Nesta fase de decadência ou colapso, os senhores do capital recorrem ao poder estatal para assegurar o que está em risco de ruir. É o Estado o único salvador deste ciclo vicioso que se transforma numa bola de neve cada vez maior. No meio de todas estas jogadas está o particular penhorado pelos créditos e o contribuinte que vê o dinheiro dos seus impostos ser injectados para sustento do capital. O particular e o contribuinte são a mesma pessoa que paga em dobro o prejuízo provocado pelo neoliberalismo.

Chegados a este ponto, quem mais criticou as nacionalizações e o excessivo peso do Estado nas empresas, com o argumento de que prejudicava a mobilidade e a evolução da economia, assim como, a competitividade das empresas, agora recorre a esse Estado para segurar o património e a falta de liquidez.
 

O capitalismo mostra a sua fraqueza e incapacidade de lidar com situações de crise. Perante esta conclusão o que será possível fazer? Que volta há a dar? Renunciar por completo ao capitalismo e passamos às nacionalizações em massa?

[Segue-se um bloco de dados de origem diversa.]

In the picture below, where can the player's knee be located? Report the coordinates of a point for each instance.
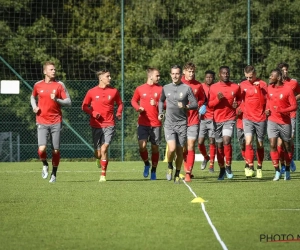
(42, 148)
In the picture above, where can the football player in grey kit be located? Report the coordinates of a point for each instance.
(179, 98)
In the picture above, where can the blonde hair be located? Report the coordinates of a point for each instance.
(47, 63)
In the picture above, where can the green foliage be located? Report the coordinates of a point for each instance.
(82, 37)
(131, 212)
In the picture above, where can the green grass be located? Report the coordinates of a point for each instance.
(130, 212)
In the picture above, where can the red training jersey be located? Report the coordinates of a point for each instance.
(209, 115)
(141, 98)
(50, 110)
(280, 101)
(101, 101)
(223, 110)
(254, 97)
(293, 84)
(193, 116)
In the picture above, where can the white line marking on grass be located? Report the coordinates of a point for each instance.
(208, 218)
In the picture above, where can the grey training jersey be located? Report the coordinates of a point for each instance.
(173, 93)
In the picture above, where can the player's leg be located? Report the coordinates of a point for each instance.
(55, 131)
(181, 140)
(227, 134)
(108, 134)
(212, 144)
(220, 149)
(192, 135)
(293, 123)
(241, 138)
(285, 134)
(281, 151)
(155, 139)
(273, 134)
(260, 129)
(97, 134)
(170, 138)
(43, 132)
(249, 152)
(143, 135)
(203, 131)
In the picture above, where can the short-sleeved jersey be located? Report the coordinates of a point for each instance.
(141, 98)
(173, 93)
(254, 98)
(102, 101)
(282, 99)
(193, 116)
(49, 110)
(294, 85)
(223, 110)
(209, 114)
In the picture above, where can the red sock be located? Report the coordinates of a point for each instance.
(275, 158)
(228, 154)
(144, 155)
(202, 150)
(55, 158)
(212, 152)
(249, 154)
(42, 155)
(220, 156)
(104, 164)
(260, 155)
(288, 158)
(243, 155)
(190, 159)
(154, 159)
(280, 153)
(185, 152)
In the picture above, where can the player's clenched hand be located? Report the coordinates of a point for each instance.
(180, 105)
(36, 109)
(220, 95)
(52, 95)
(140, 110)
(96, 115)
(152, 102)
(267, 112)
(234, 104)
(160, 116)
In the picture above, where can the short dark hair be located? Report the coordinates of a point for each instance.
(176, 67)
(190, 65)
(224, 67)
(48, 63)
(249, 69)
(210, 72)
(282, 64)
(279, 73)
(101, 72)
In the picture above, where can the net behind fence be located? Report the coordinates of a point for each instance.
(82, 37)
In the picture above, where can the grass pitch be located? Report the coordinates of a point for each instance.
(131, 212)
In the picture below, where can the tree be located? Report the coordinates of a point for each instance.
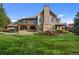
(76, 24)
(4, 19)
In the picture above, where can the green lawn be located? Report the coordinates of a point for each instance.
(38, 44)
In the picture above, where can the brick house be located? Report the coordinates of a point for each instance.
(46, 20)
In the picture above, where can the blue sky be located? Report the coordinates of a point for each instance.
(66, 11)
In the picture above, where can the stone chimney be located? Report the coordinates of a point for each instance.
(47, 21)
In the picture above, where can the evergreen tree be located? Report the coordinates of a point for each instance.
(4, 19)
(76, 24)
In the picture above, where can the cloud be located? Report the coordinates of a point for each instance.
(60, 15)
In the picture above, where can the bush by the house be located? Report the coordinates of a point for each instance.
(49, 33)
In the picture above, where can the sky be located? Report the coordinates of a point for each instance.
(66, 11)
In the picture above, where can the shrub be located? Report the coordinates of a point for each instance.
(49, 33)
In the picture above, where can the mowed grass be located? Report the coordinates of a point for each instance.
(38, 44)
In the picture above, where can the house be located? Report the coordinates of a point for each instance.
(46, 20)
(70, 27)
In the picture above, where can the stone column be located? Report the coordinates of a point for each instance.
(47, 20)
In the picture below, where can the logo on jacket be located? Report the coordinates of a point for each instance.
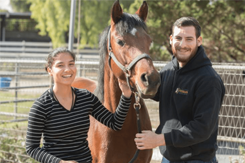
(181, 91)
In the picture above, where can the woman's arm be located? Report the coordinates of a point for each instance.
(36, 123)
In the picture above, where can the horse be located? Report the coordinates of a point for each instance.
(124, 48)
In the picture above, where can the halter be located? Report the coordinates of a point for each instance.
(125, 69)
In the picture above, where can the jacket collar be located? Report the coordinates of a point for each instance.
(200, 59)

As nacionalizações do seu tempo não foram assim tão boas, os prejuízos e a as capacidades de evolução e adequação à economia actual não foram as melhores. O nacionalismo desenfreado não será a melhor das soluções, mas uma forte regulação dos mercados por parte do Estado será o melhor para evitar o caos económico e o flagelo dos contribuintes. Devem haver entidades reguladoras independentes, inflexíveis ao grande capital e capazes de se fazerem impor no mercado.
 

A acção deverá ser rápida e urgente, já que não podemos evitar a crise actual e que no momento apenas podemos apoiar os mais prejudicados e desfavorecidos que têm a sua vida hipotecada e as suas poupanças em risco. O actual modelo económico não é perfeito, mas serve a presente situação económica como exemplo e alerta futuro para que tal não se torne a repetir.